Airborne Spectroscopic Methane Quantification

"Methane is an important greenhouse gas, emissions of which have vital consequences for global climate change. Understanding and quantifying the sources (and sinks) of atmospheric methane is integral for climate change mitigation and emission reduction strategies, such as those outlined in the 2015 UN Paris Agreement on Climate Change."

"The advancements in unmanned aerial vehicle (UAV) technology over the past decade have opened up a new avenue for methane emission quantification. UAVs can be uniquely equipped to monitor natural and anthropogenic emissions at local scales, displaying clear advantages in versatility and maneuverability relative to other platforms. Their use is not without challenge, however: further miniaturization of high-performance methane instrumentation is needed to fully use the benefits UAVs afford. Developments in the models used to simulate atmospheric transport and dispersion across small, local scales are also crucial to improved flux accuracy and precision."

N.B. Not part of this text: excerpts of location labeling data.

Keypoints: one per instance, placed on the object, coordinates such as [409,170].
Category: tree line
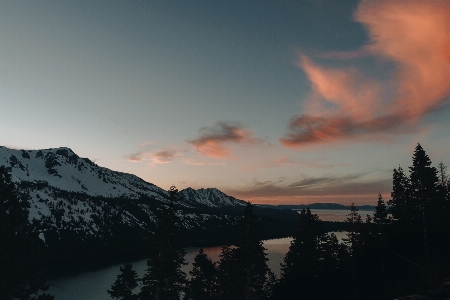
[403,248]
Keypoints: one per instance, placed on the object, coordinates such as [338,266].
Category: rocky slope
[79,207]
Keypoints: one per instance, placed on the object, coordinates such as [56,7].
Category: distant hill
[320,206]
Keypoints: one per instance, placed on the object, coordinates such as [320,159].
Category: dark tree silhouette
[203,282]
[243,271]
[228,270]
[20,248]
[164,279]
[126,282]
[299,272]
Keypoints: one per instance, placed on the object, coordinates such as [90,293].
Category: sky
[279,102]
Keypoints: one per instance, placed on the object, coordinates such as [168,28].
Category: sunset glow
[281,102]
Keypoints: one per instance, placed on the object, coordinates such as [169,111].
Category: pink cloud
[159,157]
[346,104]
[214,141]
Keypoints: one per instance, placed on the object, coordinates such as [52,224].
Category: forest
[400,250]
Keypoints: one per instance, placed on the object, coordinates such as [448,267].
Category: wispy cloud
[347,105]
[214,141]
[351,185]
[194,162]
[161,156]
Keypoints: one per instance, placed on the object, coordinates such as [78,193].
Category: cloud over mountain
[348,105]
[214,141]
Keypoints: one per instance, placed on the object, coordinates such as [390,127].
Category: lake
[92,285]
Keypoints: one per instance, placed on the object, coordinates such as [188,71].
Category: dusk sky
[268,101]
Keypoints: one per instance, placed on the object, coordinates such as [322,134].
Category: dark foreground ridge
[86,213]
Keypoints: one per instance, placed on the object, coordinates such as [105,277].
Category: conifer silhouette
[20,248]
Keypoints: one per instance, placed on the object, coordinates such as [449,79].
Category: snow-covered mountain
[61,168]
[72,202]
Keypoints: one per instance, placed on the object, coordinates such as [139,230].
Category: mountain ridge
[80,208]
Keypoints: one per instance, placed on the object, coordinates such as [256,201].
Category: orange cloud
[159,157]
[213,140]
[345,104]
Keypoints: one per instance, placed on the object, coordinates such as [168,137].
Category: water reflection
[93,285]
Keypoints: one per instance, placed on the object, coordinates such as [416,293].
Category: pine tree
[230,287]
[164,279]
[299,272]
[423,195]
[126,282]
[244,268]
[20,248]
[251,256]
[203,282]
[400,196]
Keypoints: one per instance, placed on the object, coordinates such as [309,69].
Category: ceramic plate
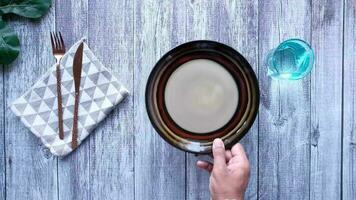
[235,64]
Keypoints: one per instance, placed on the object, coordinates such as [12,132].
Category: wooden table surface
[302,145]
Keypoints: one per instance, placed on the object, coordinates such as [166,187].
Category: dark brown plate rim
[216,46]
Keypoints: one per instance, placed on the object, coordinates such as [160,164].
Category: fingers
[238,153]
[219,154]
[228,155]
[205,165]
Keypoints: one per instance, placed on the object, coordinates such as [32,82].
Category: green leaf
[9,44]
[25,8]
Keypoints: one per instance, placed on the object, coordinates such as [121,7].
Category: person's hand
[230,172]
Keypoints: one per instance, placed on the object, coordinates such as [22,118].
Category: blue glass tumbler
[293,59]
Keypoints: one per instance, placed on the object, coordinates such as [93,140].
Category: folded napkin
[100,92]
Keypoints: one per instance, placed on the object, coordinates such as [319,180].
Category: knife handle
[59,101]
[75,122]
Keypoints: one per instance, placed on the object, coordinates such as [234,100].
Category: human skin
[229,174]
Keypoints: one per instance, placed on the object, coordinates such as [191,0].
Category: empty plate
[200,91]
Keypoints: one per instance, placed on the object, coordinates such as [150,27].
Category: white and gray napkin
[100,92]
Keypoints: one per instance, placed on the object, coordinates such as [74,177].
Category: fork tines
[57,42]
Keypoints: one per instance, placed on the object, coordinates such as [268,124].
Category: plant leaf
[25,8]
[9,44]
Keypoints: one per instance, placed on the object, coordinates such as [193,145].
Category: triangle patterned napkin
[100,92]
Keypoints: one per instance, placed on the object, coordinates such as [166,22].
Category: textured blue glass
[293,59]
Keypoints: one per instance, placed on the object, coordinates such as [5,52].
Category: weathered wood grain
[233,23]
[159,168]
[2,136]
[73,170]
[326,100]
[110,35]
[284,151]
[199,22]
[349,108]
[31,170]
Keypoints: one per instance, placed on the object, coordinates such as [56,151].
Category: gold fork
[58,50]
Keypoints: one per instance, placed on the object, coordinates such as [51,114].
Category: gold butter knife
[77,72]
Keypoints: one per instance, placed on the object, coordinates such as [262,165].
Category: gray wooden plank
[233,23]
[2,136]
[284,117]
[326,100]
[31,170]
[159,168]
[110,34]
[349,109]
[200,20]
[73,170]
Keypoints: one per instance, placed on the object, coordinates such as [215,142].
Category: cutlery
[77,71]
[58,50]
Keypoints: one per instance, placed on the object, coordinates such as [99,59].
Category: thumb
[219,154]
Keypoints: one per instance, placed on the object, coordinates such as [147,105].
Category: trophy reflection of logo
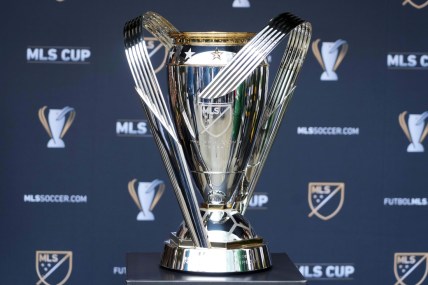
[241,4]
[149,194]
[53,267]
[57,126]
[410,267]
[330,57]
[417,6]
[216,133]
[320,194]
[415,130]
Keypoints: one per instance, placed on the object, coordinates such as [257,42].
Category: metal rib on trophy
[216,133]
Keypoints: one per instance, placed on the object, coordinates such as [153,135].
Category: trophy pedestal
[144,268]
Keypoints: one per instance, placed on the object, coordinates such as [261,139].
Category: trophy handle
[317,54]
[159,27]
[342,54]
[403,125]
[42,118]
[133,193]
[158,195]
[69,120]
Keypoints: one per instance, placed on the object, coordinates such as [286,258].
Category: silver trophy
[216,131]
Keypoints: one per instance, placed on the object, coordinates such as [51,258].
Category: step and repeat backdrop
[344,190]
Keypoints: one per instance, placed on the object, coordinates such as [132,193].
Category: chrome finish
[215,260]
[217,131]
[160,121]
[235,246]
[277,102]
[217,135]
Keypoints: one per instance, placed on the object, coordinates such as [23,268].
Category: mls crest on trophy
[215,130]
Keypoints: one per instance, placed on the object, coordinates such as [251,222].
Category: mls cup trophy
[217,131]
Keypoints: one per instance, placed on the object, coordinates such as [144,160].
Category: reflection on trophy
[57,126]
[216,131]
[149,194]
[415,130]
[330,58]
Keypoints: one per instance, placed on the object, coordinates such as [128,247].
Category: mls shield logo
[216,118]
[410,268]
[53,267]
[157,52]
[417,6]
[57,124]
[325,199]
[149,194]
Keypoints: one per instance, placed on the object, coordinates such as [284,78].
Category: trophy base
[143,268]
[329,76]
[244,256]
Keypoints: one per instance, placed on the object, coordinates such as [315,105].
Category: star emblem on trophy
[215,130]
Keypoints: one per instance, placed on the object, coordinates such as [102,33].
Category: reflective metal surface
[217,134]
[217,131]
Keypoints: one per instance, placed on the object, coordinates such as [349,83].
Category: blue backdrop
[344,189]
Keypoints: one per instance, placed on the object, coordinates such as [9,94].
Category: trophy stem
[186,201]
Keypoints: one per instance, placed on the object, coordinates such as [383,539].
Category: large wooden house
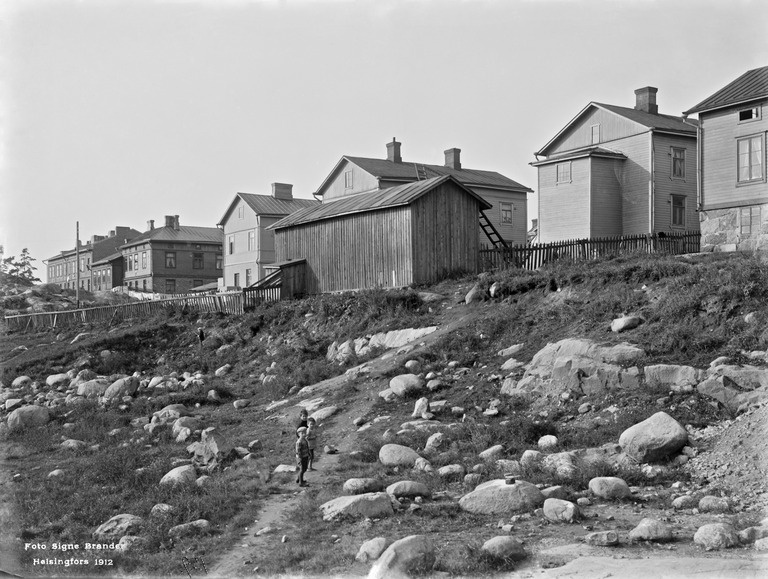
[618,171]
[248,245]
[508,213]
[733,190]
[410,233]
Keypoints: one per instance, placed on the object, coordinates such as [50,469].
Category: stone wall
[721,230]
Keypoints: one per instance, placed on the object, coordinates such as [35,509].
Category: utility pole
[77,263]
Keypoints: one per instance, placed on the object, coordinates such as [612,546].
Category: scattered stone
[651,530]
[716,536]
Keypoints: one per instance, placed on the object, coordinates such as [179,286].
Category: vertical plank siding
[531,257]
[228,303]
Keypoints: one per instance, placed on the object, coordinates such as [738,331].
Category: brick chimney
[453,158]
[645,100]
[282,191]
[393,152]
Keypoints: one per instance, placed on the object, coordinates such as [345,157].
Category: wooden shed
[413,233]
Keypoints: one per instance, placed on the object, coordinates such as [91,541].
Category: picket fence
[533,256]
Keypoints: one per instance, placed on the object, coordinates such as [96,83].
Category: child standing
[311,439]
[302,454]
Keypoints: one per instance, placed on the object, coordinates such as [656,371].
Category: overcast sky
[114,113]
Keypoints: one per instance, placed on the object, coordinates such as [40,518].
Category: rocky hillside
[523,421]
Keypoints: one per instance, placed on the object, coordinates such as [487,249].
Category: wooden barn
[413,233]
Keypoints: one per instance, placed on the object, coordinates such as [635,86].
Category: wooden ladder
[490,231]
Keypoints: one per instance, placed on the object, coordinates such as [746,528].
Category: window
[506,212]
[170,259]
[752,114]
[750,159]
[678,163]
[678,210]
[749,220]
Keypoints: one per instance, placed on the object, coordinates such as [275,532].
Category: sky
[116,112]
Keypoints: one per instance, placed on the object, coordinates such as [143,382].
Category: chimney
[282,191]
[645,100]
[453,158]
[393,152]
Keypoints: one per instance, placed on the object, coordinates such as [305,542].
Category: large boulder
[716,536]
[371,505]
[398,455]
[654,438]
[117,527]
[413,555]
[406,383]
[28,417]
[496,496]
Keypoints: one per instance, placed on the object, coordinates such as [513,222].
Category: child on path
[311,439]
[302,454]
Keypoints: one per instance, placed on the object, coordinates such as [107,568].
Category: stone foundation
[721,231]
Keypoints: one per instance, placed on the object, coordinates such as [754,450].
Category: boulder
[560,511]
[397,455]
[198,527]
[371,505]
[180,475]
[408,489]
[609,487]
[412,555]
[651,530]
[716,536]
[496,496]
[405,384]
[654,438]
[372,549]
[28,417]
[358,486]
[504,547]
[93,388]
[117,527]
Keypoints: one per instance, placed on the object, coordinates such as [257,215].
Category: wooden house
[174,258]
[99,270]
[618,171]
[733,191]
[411,233]
[508,199]
[249,245]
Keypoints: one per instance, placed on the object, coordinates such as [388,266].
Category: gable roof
[654,122]
[268,205]
[374,201]
[184,234]
[751,85]
[409,172]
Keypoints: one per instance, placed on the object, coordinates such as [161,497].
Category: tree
[20,268]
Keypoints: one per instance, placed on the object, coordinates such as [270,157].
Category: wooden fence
[534,256]
[229,303]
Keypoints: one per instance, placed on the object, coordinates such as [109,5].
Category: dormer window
[752,114]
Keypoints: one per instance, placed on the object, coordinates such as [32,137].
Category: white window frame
[672,199]
[760,137]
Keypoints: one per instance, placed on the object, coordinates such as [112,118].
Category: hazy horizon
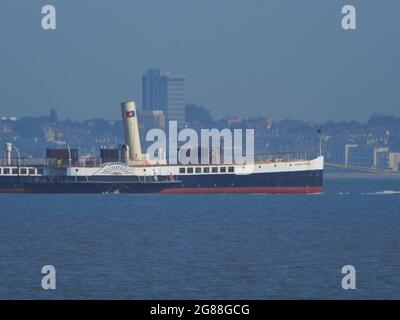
[275,58]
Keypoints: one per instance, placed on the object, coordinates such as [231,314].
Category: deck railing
[93,162]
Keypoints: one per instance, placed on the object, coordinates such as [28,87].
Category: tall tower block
[131,130]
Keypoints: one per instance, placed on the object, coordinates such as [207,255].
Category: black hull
[299,182]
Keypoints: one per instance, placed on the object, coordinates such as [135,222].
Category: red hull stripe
[12,190]
[260,190]
[266,190]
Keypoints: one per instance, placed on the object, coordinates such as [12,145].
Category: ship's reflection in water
[204,246]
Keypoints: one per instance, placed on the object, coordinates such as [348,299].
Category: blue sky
[276,58]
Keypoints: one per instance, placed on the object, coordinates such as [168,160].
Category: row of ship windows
[207,170]
[22,171]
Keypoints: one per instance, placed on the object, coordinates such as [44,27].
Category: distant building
[150,119]
[360,156]
[381,158]
[164,92]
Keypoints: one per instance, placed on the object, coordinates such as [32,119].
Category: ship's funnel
[131,130]
[8,150]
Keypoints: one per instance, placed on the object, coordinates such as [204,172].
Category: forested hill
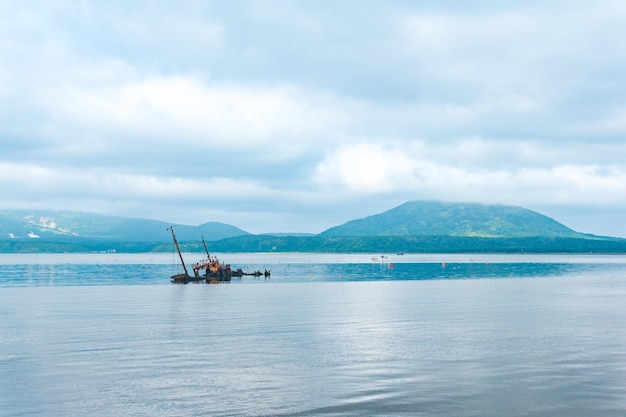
[429,218]
[64,226]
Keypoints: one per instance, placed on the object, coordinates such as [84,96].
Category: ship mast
[171,228]
[206,249]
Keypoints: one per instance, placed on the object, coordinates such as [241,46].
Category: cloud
[322,112]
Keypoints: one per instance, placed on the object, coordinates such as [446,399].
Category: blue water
[330,335]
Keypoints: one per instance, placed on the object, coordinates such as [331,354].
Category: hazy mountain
[429,218]
[66,225]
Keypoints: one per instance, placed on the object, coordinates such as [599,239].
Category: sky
[296,116]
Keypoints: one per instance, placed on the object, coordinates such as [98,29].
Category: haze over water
[331,335]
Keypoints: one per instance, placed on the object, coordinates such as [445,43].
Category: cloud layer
[295,116]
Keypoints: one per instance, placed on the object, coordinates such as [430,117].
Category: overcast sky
[295,116]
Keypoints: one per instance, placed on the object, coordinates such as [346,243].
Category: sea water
[325,335]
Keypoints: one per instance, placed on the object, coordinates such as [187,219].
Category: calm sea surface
[326,335]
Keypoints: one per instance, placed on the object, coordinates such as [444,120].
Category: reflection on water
[327,339]
[115,269]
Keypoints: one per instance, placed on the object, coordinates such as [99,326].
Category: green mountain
[429,218]
[76,226]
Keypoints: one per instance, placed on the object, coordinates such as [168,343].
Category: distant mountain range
[67,225]
[419,226]
[431,218]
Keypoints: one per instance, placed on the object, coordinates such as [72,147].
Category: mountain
[68,225]
[430,218]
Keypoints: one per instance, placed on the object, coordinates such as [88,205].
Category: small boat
[215,271]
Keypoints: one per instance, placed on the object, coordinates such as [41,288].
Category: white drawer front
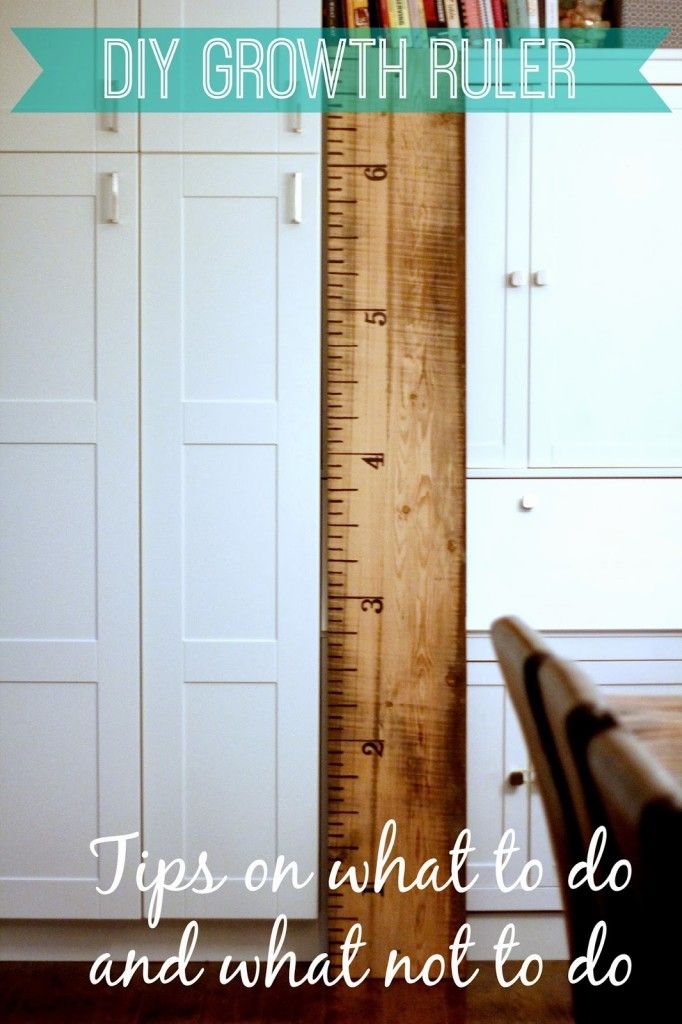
[590,554]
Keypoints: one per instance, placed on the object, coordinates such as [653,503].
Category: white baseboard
[544,934]
[77,941]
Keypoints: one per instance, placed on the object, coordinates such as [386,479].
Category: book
[533,13]
[433,13]
[453,14]
[417,14]
[471,14]
[516,13]
[398,13]
[384,17]
[499,18]
[485,10]
[334,13]
[551,13]
[375,13]
[357,14]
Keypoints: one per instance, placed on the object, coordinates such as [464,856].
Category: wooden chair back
[640,805]
[524,658]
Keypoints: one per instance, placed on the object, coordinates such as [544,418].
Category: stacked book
[445,13]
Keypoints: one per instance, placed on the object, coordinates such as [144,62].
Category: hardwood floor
[57,993]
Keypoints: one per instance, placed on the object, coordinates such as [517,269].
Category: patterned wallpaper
[653,12]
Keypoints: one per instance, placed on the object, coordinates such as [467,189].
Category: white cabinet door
[496,750]
[590,554]
[230,497]
[58,132]
[498,229]
[605,354]
[230,132]
[69,534]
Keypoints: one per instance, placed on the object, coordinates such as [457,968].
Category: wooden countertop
[656,721]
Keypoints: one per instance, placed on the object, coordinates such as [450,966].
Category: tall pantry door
[69,531]
[230,497]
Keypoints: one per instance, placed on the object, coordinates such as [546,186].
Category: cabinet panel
[496,749]
[58,132]
[498,238]
[605,363]
[230,132]
[230,498]
[580,558]
[69,535]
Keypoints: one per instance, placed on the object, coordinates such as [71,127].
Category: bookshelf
[590,14]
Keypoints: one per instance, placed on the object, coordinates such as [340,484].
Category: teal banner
[264,71]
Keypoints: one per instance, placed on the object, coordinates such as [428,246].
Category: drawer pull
[521,777]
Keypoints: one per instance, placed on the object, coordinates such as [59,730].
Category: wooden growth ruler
[395,498]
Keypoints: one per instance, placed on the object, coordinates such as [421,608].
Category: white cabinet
[57,132]
[502,793]
[218,132]
[69,530]
[199,380]
[574,425]
[599,554]
[498,801]
[230,498]
[574,299]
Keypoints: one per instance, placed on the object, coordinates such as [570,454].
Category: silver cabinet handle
[523,777]
[297,121]
[112,117]
[113,123]
[114,199]
[297,199]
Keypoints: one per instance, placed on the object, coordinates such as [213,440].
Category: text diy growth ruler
[394,492]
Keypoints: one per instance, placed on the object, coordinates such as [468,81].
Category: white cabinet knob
[524,776]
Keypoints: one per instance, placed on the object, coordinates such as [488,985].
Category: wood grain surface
[395,472]
[54,993]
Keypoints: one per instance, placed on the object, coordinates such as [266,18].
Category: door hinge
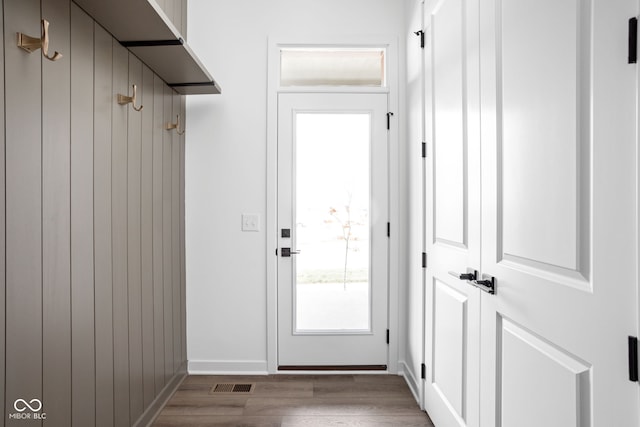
[421,34]
[633,40]
[633,359]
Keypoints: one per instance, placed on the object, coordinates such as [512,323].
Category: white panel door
[332,228]
[452,182]
[558,213]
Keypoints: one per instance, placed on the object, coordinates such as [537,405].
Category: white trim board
[227,367]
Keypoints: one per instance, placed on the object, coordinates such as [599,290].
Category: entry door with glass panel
[332,230]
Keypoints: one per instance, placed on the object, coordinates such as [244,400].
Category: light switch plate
[250,222]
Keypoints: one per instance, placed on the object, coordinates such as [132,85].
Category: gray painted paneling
[103,103]
[119,236]
[158,229]
[167,246]
[175,238]
[146,212]
[134,148]
[183,291]
[23,170]
[2,223]
[91,226]
[82,257]
[56,217]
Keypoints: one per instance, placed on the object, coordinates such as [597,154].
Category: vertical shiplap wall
[83,358]
[56,220]
[2,221]
[94,226]
[23,198]
[103,273]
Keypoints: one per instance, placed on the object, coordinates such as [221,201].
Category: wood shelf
[143,28]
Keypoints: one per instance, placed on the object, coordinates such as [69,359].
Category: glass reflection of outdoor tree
[346,223]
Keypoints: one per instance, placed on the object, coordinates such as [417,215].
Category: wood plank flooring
[295,401]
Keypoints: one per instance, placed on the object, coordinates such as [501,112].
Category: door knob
[287,252]
[469,275]
[487,284]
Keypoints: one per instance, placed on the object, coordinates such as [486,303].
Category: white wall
[226,163]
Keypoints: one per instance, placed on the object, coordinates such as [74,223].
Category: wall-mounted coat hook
[31,44]
[123,100]
[175,126]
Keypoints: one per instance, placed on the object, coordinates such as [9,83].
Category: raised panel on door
[56,218]
[452,212]
[102,219]
[119,237]
[158,229]
[23,210]
[134,268]
[558,174]
[83,369]
[146,215]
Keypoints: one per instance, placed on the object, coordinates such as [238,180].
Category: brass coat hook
[175,126]
[31,44]
[123,100]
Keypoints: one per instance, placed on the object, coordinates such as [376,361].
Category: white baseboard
[412,381]
[228,367]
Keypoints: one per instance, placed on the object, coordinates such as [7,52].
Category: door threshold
[332,368]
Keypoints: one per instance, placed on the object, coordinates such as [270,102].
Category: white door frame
[273,88]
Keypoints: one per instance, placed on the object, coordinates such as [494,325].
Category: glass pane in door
[332,194]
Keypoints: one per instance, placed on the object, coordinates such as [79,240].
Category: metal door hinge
[633,40]
[421,34]
[633,359]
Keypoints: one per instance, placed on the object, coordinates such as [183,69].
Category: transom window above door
[327,66]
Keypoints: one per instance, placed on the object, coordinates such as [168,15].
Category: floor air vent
[232,388]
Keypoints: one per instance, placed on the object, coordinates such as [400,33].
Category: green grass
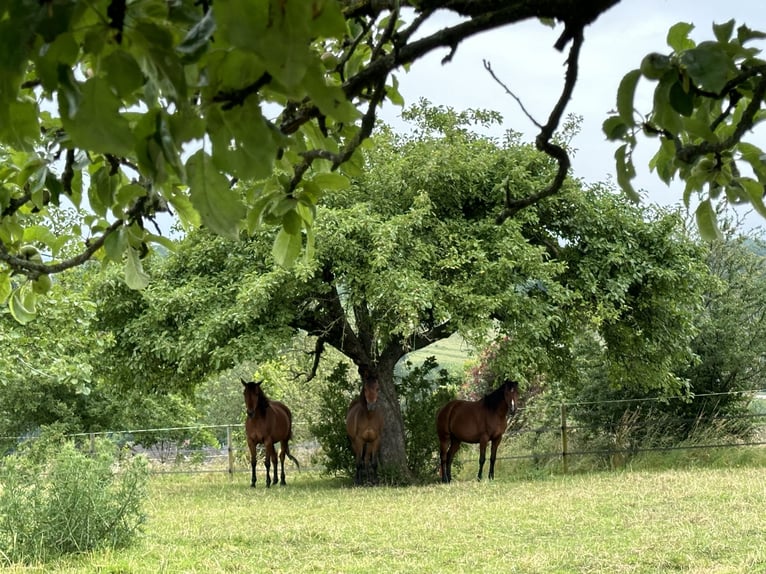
[703,520]
[451,354]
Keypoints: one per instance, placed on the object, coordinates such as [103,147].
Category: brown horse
[268,422]
[474,422]
[364,423]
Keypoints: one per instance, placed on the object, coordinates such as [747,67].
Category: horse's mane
[493,399]
[263,400]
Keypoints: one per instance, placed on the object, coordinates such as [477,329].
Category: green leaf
[678,36]
[280,33]
[115,245]
[614,128]
[101,192]
[123,73]
[96,124]
[219,206]
[625,94]
[625,172]
[292,222]
[5,287]
[287,247]
[723,31]
[243,142]
[135,277]
[754,190]
[745,34]
[23,303]
[708,65]
[331,181]
[664,116]
[23,129]
[328,20]
[707,222]
[158,59]
[681,100]
[196,41]
[330,99]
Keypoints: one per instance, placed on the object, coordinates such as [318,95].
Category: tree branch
[543,141]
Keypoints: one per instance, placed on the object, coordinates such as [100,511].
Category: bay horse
[268,422]
[364,423]
[474,422]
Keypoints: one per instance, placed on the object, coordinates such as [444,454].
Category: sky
[523,57]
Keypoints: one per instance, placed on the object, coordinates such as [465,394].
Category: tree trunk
[393,456]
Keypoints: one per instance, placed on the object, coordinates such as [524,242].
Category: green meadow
[697,520]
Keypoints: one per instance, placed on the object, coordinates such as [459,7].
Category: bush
[56,500]
[422,392]
[329,426]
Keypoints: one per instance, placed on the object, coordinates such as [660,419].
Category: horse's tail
[295,460]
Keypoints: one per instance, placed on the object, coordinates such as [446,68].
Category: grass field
[703,520]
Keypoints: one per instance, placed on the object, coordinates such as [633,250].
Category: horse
[474,422]
[268,422]
[364,423]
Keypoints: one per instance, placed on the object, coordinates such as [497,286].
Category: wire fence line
[223,448]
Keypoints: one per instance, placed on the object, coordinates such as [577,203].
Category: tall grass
[703,520]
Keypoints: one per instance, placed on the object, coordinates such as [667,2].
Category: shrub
[55,499]
[329,426]
[422,391]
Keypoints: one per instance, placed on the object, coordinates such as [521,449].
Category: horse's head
[511,393]
[370,394]
[255,400]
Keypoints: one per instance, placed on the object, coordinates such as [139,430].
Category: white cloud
[524,58]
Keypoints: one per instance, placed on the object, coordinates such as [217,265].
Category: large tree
[98,99]
[410,253]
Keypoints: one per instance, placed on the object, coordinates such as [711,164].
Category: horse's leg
[374,459]
[269,448]
[282,454]
[482,455]
[358,447]
[493,456]
[443,448]
[454,446]
[253,451]
[366,462]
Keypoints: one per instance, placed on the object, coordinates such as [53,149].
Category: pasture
[701,520]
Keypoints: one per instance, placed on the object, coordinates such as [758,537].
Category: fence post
[564,437]
[230,448]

Methods for quantifying methane emissions using unmanned aerial vehicles: a review [Jacob T. Shaw][0], [Adil Shah][1], [Han Yong][2] and [Grant Allen][3] (27/09/2021)

Big Sky Theory continues its work to understand fugitive methane emissions using UAV or 'drone' technology and the address the challenges raised by Shaw, Shah et al.

Academic research has catalogued the speed and reach of airborne inspections as an inspection capability multiplier. Current understanding of this technique limits Tuneable Diode Laser Absorption Spectroscopy (TDLAS) inspection to detection and geolocation. Big Sky Theory, with NPL, wish to test and evaluate open-path spectroscopic methods to develop the algorithms required to translate PPM-m into a quantified flow rate (ltr/min).

The project will include a thorough literature review and lab-based testing prior to deployed fieldwork and analysis. Using a variety of ground surfaces and commensurate albedo values, the deployment will create a significant data set of spectroscopic measures (ppm.m) for algorithmic translation and resultant volumetric or mass emission rate.

The goal is to validate TDLAS techniques to identify the applicability of the sensor as a quantification tool. Big Sky Theory, alongside NPL, aims to provide the accuracy and fidelity required to make informed decisions as part of an effective methane management strategy via a solution that removes the current need to deploy personnel into hazardous areas to measure emissions using alternative technologies and techniques.

[0]: https://royalsocietypublishing.org/doi/full/10.1098/rsta.2020.0450 "Jacob T. Shaw"
[1]: https://royalsocietypublishing.org/doi/full/10.1098/rsta.2020.0450 "Adil Shah"
[2]: https://royalsocietypublishing.org/doi/full/10.1098/rsta.2020.0450 "Han Yong"
[3]: https://royalsocietypublishing.org/doi/full/10.1098/rsta.2020.0450 "Grant Allen"